Figure 2. The confusion matrix of deep learning models in the validation set. The horizontal axis represents the prediction results of the deep learning model, and the vertical axis represents the pathological results.
3.3 Clinical-ultrasound features of thyroid nodules identified from the nomogram training set and validation set
In the nomogram training set, 14 indicators, including age, size, orientation, location, internal composition, echogenicity, shape, margin, echotexture, posterior features, echogenic foci, halo, relationship with the capsule, and deep learning predicted values, showed statistically significant differences (P<0.05) between the benign and malignant groups, while gender showed no statistically significant difference. In the nomogram validation set, 13 indicators, including age, orientation, location, internal composition, echogenicity, shape, margin, echotexture, posterior features, echogenic foci, halo, relationship with the capsule, and deep learning predicted values showed statistically significant differences (P<0.05) between the benign and malignant groups. However, no statistically significant difference was observed in patient gender and size. The clinical-ultrasound characteristics analysis of thyroid nodules in the nomogram training set and validation set are shown in Table 3.

Table 3. The clinical-ultrasound characteristics analysis of thyroid nodules in the nomogram training set and validation set.

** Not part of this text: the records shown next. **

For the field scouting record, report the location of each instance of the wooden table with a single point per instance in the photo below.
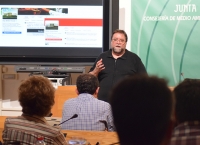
(103, 137)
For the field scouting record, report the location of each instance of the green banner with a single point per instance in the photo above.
(166, 36)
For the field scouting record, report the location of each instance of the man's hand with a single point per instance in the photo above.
(99, 67)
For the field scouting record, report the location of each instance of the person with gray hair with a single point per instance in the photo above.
(36, 96)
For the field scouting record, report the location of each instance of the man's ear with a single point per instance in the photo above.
(77, 91)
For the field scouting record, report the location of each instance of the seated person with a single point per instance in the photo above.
(93, 114)
(187, 110)
(143, 110)
(36, 96)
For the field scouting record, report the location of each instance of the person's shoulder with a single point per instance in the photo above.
(71, 100)
(132, 54)
(103, 103)
(13, 118)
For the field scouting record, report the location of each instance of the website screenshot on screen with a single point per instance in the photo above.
(48, 26)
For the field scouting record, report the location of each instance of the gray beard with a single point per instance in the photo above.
(118, 51)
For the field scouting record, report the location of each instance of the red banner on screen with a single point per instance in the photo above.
(77, 22)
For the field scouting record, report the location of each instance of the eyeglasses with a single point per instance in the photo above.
(118, 40)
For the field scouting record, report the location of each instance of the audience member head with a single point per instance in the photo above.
(120, 31)
(142, 109)
(187, 95)
(36, 96)
(87, 83)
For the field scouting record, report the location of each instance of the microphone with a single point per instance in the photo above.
(74, 116)
(105, 123)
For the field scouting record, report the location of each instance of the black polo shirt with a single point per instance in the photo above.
(116, 69)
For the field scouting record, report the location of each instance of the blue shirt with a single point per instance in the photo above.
(90, 111)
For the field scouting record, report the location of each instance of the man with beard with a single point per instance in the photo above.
(115, 64)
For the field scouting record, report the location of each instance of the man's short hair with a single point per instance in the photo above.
(87, 83)
(36, 96)
(142, 108)
(120, 31)
(187, 95)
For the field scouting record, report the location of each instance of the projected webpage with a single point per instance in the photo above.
(47, 26)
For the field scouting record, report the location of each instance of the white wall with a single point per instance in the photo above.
(125, 18)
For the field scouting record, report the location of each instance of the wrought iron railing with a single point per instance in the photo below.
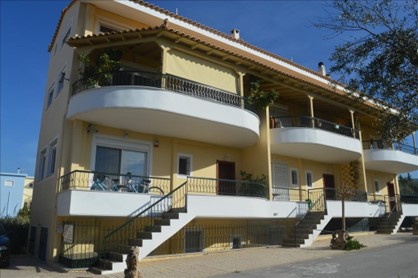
(158, 80)
(289, 194)
(111, 182)
(310, 122)
(393, 204)
(316, 199)
(409, 199)
(145, 220)
(226, 187)
(355, 195)
(382, 145)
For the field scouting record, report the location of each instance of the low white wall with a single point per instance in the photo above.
(96, 203)
(242, 207)
(355, 209)
(410, 209)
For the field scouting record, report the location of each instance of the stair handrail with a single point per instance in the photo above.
(322, 197)
(148, 209)
(397, 207)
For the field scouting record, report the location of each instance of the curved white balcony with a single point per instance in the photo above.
(314, 144)
(390, 161)
(167, 113)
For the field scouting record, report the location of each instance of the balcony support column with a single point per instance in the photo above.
(311, 98)
(241, 86)
(353, 124)
(164, 56)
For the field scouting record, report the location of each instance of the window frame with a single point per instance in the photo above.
(60, 80)
(189, 158)
(122, 144)
(52, 157)
(379, 187)
(307, 174)
(65, 36)
(294, 170)
(50, 96)
(42, 159)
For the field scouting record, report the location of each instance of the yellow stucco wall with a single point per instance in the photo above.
(200, 70)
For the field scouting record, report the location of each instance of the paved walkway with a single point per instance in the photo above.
(213, 264)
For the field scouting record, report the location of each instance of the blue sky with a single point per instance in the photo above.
(281, 27)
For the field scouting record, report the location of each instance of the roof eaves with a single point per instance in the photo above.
(63, 12)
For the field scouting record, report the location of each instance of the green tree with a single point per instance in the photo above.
(380, 59)
(408, 185)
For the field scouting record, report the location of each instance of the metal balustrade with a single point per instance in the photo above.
(382, 145)
(214, 186)
(111, 182)
(311, 122)
(157, 80)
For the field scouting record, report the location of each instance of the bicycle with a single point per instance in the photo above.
(100, 183)
(143, 186)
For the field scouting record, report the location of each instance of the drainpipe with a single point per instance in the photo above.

3.4 Binary logistics regression analysis and establishment of the nomogram model
The significant indicators in the single factor analysis of the training set were included in the binary logistics regression analysis model, showing statistical significance (χ2 = 499.321, P<0.001). The independent variables included in the model, age, deep learning predicted values, and echogenic foci (P<0.05). Specifically, the deep learning malignant predicted value, microcalcifications or punctate echogenic foci within nodules were indicative of malignant nodules. Moreover, every 1-year-old increase in age resulted in a 0.04 times reduction in the risk of malignant nodules. The age distribution of benign and malignant nodules, as depicted in the violin plots, followed a normal distribution with similar trends. Patients with malignant nodules were younger than those with benign nodules in both the training sets (Figure 3A) and validation sets (Figure 3B). The results of binary logistics regression analysis on the training set are shown in Table 4.

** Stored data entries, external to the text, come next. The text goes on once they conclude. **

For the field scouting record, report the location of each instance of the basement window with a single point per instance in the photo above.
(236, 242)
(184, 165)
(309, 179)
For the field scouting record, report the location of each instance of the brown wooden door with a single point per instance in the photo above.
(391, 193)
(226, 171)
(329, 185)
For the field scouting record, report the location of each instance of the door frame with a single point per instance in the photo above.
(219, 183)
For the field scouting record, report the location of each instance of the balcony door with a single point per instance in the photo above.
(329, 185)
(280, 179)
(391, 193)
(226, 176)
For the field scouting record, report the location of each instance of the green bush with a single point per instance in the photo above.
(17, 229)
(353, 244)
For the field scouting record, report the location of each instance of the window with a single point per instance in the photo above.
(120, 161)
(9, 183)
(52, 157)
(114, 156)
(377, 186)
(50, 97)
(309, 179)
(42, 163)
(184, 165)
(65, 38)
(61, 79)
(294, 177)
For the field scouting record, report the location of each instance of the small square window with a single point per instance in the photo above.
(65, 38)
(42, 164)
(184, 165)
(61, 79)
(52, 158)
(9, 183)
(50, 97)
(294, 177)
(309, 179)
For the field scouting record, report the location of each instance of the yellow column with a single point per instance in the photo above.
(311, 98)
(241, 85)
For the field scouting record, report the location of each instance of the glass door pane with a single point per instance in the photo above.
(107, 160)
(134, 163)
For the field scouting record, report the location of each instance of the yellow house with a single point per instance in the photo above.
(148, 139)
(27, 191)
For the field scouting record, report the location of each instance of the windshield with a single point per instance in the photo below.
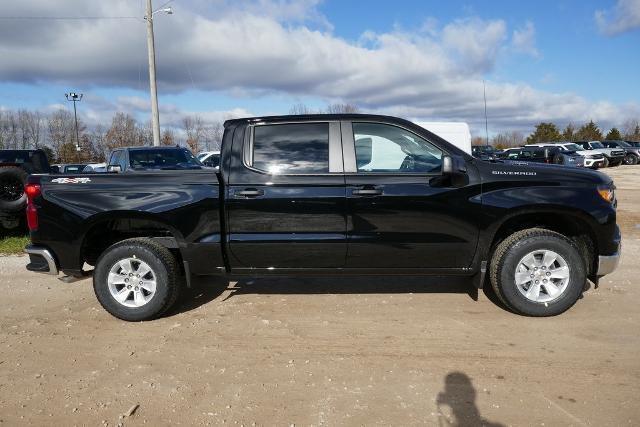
(159, 158)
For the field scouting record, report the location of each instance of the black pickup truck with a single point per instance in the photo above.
(329, 195)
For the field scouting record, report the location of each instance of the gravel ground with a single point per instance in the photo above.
(399, 351)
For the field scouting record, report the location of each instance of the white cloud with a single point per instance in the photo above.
(625, 16)
(524, 40)
(435, 72)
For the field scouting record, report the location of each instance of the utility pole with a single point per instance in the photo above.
(486, 122)
(74, 97)
(155, 117)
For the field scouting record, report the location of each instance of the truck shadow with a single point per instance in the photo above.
(456, 404)
(207, 289)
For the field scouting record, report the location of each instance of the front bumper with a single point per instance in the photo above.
(609, 263)
(41, 260)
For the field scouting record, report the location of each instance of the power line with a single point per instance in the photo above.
(61, 18)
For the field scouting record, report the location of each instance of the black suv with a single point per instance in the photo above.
(15, 167)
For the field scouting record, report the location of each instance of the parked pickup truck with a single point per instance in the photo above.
(327, 195)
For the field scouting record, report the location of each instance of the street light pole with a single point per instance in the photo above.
(155, 117)
(74, 97)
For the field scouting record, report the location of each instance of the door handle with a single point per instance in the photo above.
(249, 192)
(368, 192)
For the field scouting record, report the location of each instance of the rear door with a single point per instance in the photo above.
(286, 197)
(399, 213)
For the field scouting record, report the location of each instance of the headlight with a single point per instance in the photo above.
(607, 193)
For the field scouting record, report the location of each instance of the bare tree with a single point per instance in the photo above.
(300, 109)
(30, 123)
(342, 109)
(194, 128)
(60, 127)
(123, 132)
(507, 140)
(168, 137)
(213, 136)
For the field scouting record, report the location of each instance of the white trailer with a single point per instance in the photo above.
(457, 133)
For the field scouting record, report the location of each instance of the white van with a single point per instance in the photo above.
(457, 133)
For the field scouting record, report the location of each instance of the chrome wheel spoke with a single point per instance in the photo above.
(149, 286)
(132, 282)
(143, 270)
(551, 289)
(534, 292)
(116, 279)
(126, 266)
(138, 298)
(546, 278)
(522, 277)
(560, 273)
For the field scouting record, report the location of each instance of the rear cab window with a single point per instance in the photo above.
(291, 148)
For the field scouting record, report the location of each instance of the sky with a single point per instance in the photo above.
(562, 61)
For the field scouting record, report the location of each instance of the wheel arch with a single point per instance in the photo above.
(571, 223)
(104, 230)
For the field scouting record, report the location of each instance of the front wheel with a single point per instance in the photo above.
(630, 159)
(538, 272)
(136, 279)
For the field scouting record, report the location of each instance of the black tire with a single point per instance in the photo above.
(511, 251)
(164, 267)
(12, 196)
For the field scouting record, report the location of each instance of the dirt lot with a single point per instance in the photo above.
(324, 352)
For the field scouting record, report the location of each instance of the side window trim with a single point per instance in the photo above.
(349, 149)
(335, 148)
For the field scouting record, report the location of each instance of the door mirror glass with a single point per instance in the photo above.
(390, 149)
(453, 165)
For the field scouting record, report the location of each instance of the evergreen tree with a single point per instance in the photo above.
(545, 132)
(589, 132)
(613, 135)
(569, 133)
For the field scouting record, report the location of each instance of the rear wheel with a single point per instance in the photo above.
(538, 272)
(136, 279)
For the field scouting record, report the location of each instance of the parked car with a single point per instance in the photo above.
(634, 143)
(210, 159)
(72, 168)
(550, 154)
(614, 156)
(589, 159)
(484, 152)
(329, 194)
(15, 166)
(632, 153)
(136, 159)
(508, 153)
(95, 168)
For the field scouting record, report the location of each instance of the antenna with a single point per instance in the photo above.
(486, 123)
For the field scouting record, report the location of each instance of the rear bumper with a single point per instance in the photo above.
(41, 260)
(609, 263)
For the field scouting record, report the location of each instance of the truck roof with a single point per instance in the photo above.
(311, 117)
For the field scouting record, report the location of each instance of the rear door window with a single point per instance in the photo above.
(299, 148)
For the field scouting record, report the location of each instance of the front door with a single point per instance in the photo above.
(286, 198)
(399, 213)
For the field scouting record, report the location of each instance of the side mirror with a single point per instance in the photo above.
(453, 165)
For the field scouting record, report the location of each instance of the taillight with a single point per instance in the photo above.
(32, 191)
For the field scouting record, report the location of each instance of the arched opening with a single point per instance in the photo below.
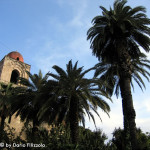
(14, 76)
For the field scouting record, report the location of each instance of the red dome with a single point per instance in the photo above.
(16, 55)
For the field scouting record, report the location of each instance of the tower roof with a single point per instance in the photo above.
(16, 55)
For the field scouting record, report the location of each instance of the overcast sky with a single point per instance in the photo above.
(52, 32)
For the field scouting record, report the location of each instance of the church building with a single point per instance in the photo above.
(12, 66)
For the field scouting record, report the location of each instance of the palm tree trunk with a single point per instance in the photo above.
(73, 118)
(129, 112)
(35, 127)
(2, 122)
(125, 87)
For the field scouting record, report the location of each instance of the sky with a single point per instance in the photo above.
(52, 32)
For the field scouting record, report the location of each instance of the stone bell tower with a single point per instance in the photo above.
(12, 66)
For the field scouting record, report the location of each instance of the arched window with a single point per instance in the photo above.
(14, 76)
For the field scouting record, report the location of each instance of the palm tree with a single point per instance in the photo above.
(116, 37)
(110, 73)
(24, 103)
(6, 92)
(76, 95)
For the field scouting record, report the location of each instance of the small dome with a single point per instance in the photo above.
(16, 55)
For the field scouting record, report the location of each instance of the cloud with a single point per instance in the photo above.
(116, 117)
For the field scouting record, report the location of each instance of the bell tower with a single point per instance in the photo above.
(12, 66)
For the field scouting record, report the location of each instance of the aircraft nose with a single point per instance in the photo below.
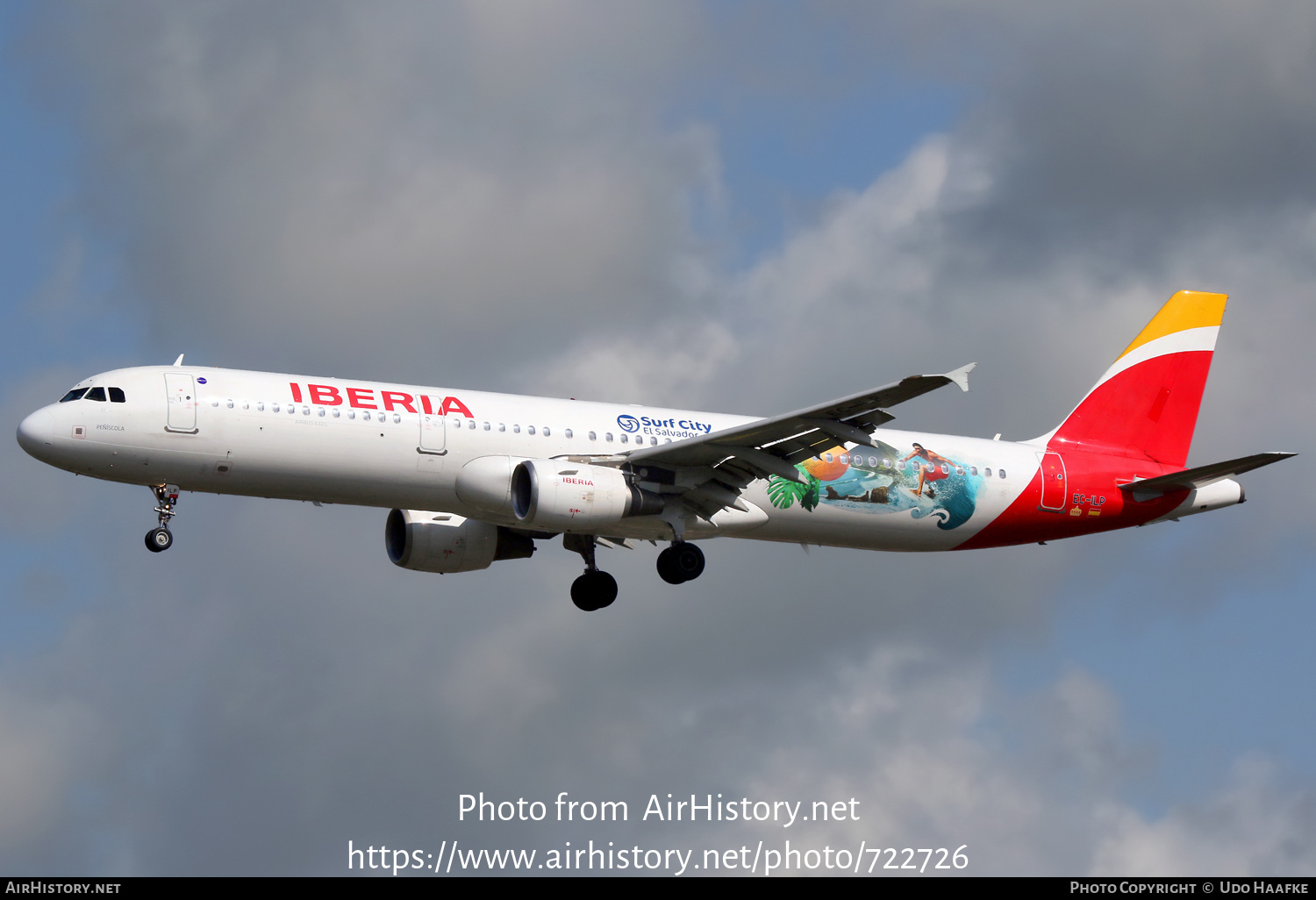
(37, 433)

Figure 3. Violin plot of the age distribution of benign and malignant nodules. (A) in the training set; (B) in the validation set. The white solid line and box in the figure represent the quartiles of age.
These indicators were incorporated into the nomogram model, and the malignant probability of nodules was predicted. The nomogram model was shown in Figure 4. Furthermore, an online interactive nomogram was developed(https://saprediction.shinyapps.io/DynNomapp/). The score of individual thyroid nodules can be obtained through each indicator, with the total score of each indicator corresponding to the probability of the nodule being diagnosed as malignant (Figure 5).

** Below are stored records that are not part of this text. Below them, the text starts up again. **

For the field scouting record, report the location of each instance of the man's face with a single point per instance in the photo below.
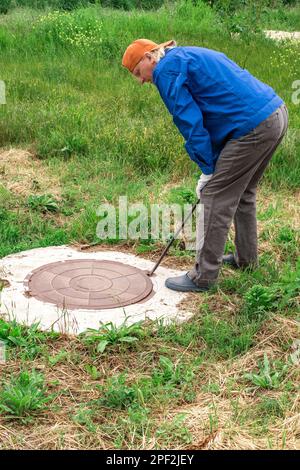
(143, 70)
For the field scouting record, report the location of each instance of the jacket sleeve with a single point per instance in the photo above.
(187, 116)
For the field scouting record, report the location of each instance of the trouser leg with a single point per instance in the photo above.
(245, 221)
(238, 165)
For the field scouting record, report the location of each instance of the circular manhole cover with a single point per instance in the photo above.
(92, 284)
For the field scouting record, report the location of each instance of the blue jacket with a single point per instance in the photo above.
(211, 99)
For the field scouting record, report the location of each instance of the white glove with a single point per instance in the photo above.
(203, 180)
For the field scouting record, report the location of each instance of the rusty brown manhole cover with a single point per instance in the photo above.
(92, 284)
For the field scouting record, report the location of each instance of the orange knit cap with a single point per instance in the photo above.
(136, 50)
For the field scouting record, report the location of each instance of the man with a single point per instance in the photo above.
(232, 124)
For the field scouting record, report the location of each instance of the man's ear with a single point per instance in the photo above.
(148, 55)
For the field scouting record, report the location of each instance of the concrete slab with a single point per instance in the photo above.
(16, 303)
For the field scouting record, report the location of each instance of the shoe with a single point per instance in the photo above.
(230, 261)
(183, 284)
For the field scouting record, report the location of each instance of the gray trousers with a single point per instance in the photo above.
(231, 194)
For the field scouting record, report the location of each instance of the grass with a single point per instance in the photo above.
(78, 131)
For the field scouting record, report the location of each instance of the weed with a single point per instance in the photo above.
(43, 203)
(270, 375)
(110, 334)
(24, 394)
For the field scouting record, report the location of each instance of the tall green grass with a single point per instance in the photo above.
(72, 103)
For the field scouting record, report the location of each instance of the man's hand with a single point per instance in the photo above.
(203, 180)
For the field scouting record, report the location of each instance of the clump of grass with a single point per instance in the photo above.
(30, 341)
(24, 395)
(270, 375)
(168, 372)
(116, 394)
(43, 203)
(110, 335)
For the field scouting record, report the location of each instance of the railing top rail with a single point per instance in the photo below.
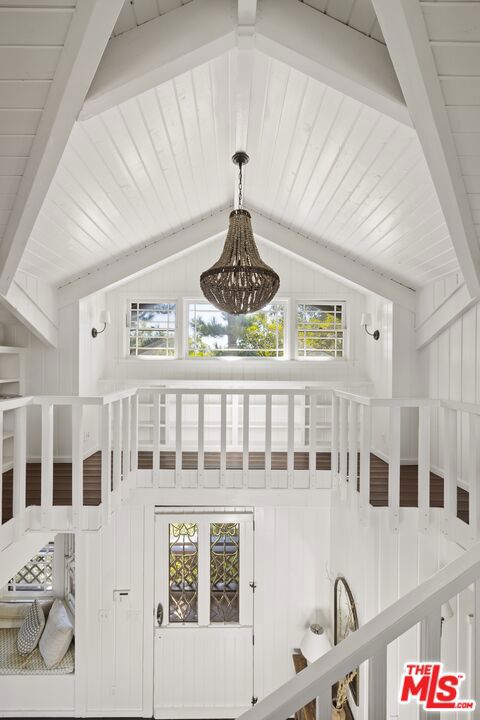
(14, 403)
(387, 402)
(390, 624)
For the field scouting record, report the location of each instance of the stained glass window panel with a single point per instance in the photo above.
(225, 572)
(183, 572)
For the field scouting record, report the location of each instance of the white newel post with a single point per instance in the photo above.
(394, 469)
(450, 467)
(77, 466)
(246, 432)
(312, 459)
(268, 440)
(473, 477)
(47, 463)
(335, 436)
(424, 415)
(19, 469)
(201, 440)
(134, 435)
(365, 448)
(291, 439)
(106, 462)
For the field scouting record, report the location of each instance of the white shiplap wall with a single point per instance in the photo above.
(31, 40)
(381, 567)
(180, 278)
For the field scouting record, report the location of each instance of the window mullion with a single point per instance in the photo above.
(203, 572)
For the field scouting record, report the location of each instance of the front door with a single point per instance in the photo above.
(204, 615)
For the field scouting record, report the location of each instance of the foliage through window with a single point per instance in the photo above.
(320, 330)
(213, 333)
(152, 329)
(37, 574)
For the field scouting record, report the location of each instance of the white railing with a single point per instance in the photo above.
(353, 438)
(422, 606)
(237, 437)
(118, 442)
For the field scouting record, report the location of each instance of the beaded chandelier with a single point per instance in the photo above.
(240, 282)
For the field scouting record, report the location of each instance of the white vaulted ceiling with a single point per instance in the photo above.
(32, 36)
(323, 164)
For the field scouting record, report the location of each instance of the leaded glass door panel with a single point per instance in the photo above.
(203, 614)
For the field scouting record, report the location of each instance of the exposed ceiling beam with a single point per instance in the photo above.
(331, 52)
(340, 267)
(404, 29)
(90, 28)
(145, 259)
(170, 248)
(160, 50)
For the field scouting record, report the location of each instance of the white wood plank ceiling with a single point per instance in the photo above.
(454, 32)
(32, 35)
(322, 164)
(358, 14)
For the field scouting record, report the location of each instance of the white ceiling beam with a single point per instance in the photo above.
(145, 259)
(160, 50)
(87, 37)
(340, 267)
(329, 51)
(166, 249)
(404, 29)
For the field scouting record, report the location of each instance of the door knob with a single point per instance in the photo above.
(159, 613)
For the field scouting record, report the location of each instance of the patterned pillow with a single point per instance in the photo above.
(31, 629)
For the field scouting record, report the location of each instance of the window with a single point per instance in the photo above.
(152, 329)
(212, 333)
(37, 575)
(320, 330)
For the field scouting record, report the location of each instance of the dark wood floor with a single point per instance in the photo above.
(62, 478)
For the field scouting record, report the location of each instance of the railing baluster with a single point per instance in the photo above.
(223, 438)
(365, 449)
(106, 462)
(134, 434)
(268, 440)
(424, 467)
(473, 478)
(156, 437)
(47, 464)
(450, 467)
(377, 684)
(246, 433)
(77, 465)
(19, 469)
(126, 438)
(335, 436)
(291, 439)
(343, 439)
(312, 456)
(394, 469)
(178, 440)
(352, 449)
(1, 467)
(117, 445)
(201, 439)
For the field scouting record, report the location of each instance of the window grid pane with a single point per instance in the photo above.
(225, 572)
(183, 573)
(320, 330)
(152, 329)
(212, 333)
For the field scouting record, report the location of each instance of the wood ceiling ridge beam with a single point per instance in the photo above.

Figure 5. Example of application of the nomogram model. A 56-year-old female with a solid nodule in the middle of the right lobe of the thyroid gland, measuring 1.7x1.5cm. The nodule was vertically oriented, with unclear margins and microcalcifications. The C-TIRADS classification was 4c, and the deep learning model predicted a benign nodule. The total score of the nomogram model was about 70 points, corresponding to a malignant prediction probability of 0.17, and the prediction result was benign. Pathological result: nodular goiter. C-TIRADS China thyroid imaging reports and data systems.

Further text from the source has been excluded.